Premium
Cigarette smoking and attention to signals of reward and threat in the Stroop paradigm
Author(s) -
Powell Jane,
Tait Samantha,
Lessiter Jane
Publication year - 2002
Publication title -
addiction
Language(s) - English
Resource type - Journals
SCImago Journal Rank - 2.424
H-Index - 193
eISSN - 1360-0443
pISSN - 0965-2140
DOI - 10.1046/j.1360-0443.2002.00117.x
Subject(s) - stroop effect , abstinence , psychology , addiction , audiology , attentional bias , smoking cessation , clinical psychology , developmental psychology , psychiatry , medicine , cognition , pathology
ABSTRACT Aims To test the prediction arising from the incentive–sensitization model of addiction that when tested immediately after smoking, smokers will show heightened attention to words with appetitive and aversive motivational significance compared with their performance during acute abstinence. Design Twenty‐one smokers were each tested twice, once just after smoking and once after overnight abstinence, on three versions of the modified Stroop task which required colour naming of words with either neutral, appetitive or aversive connotations.
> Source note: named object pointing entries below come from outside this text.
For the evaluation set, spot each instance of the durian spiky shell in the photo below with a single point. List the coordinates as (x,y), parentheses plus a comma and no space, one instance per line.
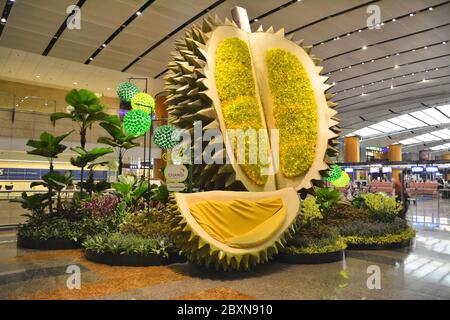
(200,251)
(189,100)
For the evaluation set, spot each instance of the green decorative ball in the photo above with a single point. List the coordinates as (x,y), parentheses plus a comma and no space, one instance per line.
(166,137)
(137,122)
(334,173)
(143,101)
(126,91)
(342,181)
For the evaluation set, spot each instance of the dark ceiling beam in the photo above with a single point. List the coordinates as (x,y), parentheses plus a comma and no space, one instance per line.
(5,14)
(60,30)
(118,31)
(173,32)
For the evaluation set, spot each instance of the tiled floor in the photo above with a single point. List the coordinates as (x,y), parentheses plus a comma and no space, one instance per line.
(422,272)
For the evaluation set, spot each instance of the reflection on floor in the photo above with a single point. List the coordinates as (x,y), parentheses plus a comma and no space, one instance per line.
(422,272)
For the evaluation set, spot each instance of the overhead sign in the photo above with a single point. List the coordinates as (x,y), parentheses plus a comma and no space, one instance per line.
(176,173)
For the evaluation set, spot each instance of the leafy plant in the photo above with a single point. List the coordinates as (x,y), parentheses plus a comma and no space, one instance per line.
(310,211)
(84,109)
(119,139)
(131,190)
(87,157)
(147,224)
(381,206)
(36,203)
(129,244)
(48,146)
(55,181)
(327,198)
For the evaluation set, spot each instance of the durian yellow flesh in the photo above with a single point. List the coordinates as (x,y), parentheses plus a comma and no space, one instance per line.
(200,247)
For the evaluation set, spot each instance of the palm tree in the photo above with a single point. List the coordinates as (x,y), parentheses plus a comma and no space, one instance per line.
(48,146)
(86,157)
(85,109)
(119,139)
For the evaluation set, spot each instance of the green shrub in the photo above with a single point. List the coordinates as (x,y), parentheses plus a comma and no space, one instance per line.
(142,223)
(385,239)
(381,206)
(373,228)
(128,244)
(310,211)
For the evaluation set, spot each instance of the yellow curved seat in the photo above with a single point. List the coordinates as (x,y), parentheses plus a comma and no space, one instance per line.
(233,230)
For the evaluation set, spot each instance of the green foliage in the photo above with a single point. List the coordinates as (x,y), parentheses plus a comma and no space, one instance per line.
(48,145)
(407,234)
(137,122)
(372,228)
(310,211)
(320,239)
(129,244)
(327,198)
(381,206)
(295,111)
(148,225)
(240,107)
(131,190)
(36,203)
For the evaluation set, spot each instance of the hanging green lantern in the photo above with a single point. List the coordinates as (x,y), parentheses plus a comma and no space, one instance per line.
(342,181)
(334,173)
(137,122)
(126,91)
(143,101)
(166,137)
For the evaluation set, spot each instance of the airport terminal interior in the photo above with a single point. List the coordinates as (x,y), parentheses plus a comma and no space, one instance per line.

Ten non‐smokers were tested once. Setting All participants were tested in a quiet experimental cubicle within the psychology department. Participants Smokers comprised nine men and 12 women who had smoked at least 10 cigarettes per day for the last 6 months; non‐smokers comprised five men and five women who had never smoked. All were aged between 18 and 35 years. Three smokers were excluded from the analyses because their breath CO levels suggested they had not complied with the instructions to abstain on one occasion. Measurements A card‐based, blocked, format was used for the modified Stroop task. Time to colour‐name the words of the three motivational types, the order of which was counterbalanced across participants, was recorded. Findings Smoking was associated with greater interference from both threat and appetitive words than from neutral words; during abstinence there was no differential effect of word type. Non‐smokers performed more similarly to recent smokers. Conclusions This pattern suggests suppression of normal motivational responding during abstinence.